NEW YORK, NY—Snow Patrol’s “Take Back The City” 22 performance U.S. tour arrived at Manhattan’s storied Beacon Theater for two sold out nights on Sept. 22nd and 23. The band was in top form, playing with a clear sense of intensity, focus and cohesion. In addition to benefiting sonically from the excellent acoustics of the venue, the group was self-equipped with an array of interesting visual back drops which were not large enough to be as effective in a space much bigger than this one. The lighting was stellar, neatly punctuating the music with its syncopation and rich color varieties. With the exception of a technical glitch in which some of the amplification went out for a few moments on the first night, it was an essentially flawless performance.
The quintet’s mixed celtic Irish/Scottish line-up consists of founding member and front man Gary Lightbody (lead vocals and guitar), Nathan Connolly (guitar, vocals), Paul Wilson (bass), Tom Simpson (keyboards) and Johnny Quinn (drums). To rousing applause from the bars of the opening songs, “If There’s A Rocket Tie Me To It” and the upbeat “Chocolate,” Lightbody had the audience eating out of his hand with his expletive-laced and humorous Irish charm.

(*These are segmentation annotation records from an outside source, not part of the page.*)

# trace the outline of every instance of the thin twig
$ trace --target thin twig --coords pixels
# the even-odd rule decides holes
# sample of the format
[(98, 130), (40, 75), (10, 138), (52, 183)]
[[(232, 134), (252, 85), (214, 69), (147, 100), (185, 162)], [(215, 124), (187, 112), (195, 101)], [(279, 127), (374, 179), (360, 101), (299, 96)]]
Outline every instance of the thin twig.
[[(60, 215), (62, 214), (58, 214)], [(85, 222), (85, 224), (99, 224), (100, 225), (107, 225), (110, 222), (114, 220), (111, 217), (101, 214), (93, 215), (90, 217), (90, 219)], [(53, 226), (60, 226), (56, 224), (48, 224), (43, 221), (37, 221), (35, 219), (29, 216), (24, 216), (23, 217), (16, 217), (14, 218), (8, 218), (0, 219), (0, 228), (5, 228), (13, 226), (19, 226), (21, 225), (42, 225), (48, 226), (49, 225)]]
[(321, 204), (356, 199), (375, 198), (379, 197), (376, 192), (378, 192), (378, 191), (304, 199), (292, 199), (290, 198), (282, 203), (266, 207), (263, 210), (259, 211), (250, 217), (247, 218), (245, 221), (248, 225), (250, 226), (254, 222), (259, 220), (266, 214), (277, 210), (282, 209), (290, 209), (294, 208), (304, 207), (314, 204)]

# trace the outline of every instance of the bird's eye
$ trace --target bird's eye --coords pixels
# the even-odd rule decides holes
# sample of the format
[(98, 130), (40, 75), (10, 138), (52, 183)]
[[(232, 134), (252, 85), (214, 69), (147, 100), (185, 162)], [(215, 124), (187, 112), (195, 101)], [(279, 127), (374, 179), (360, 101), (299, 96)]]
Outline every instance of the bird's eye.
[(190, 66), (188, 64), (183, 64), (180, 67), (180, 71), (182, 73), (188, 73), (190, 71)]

He was very much at ease on stage in front of his enthusiastic fans and reveled in the banter between them. For the most part the crowd was in their 20s and 30s. There were a few that yelled out “Glasgow” and a couple of Irish cities, given the common link they shared with the band. Their words of solidarity could be heard and acknowledged from the stage, as opposed to being lost in the masses as is the case at huge venues.
The intimate size of the Beacon coupled with it being in the country’s most major market of a city provided for an inspired environment to draw from a repertoire that spans 15 years. Since forming at the University of Dundee in Scotland in ’94, they’ve released six albums, which in total have sold seven million copies worldwide. They consist of Songs For Polar Bears (1998), When It’s All Over We Still Have To Clear Up (2001), Final Straw (2004), Eyes Open (2006), A Hundred Million Suns (2008), and Late Night Tales (2009). There was therefore something for fans old and new. From the haunting but uplifting “Run” and crowd pleasing hits “Chasing Cars” (voted best song of all time by UK Virgin radio fans) and the very recent and lyrically intimate “Crack The Shutters,” the band alternated between a well-balanced assortment of ballads, moderate rockers and flat out rock. It was all part of their UK-based musical cocktail, one which was swallowed whole by this mostly young and American gathering at summer’s end.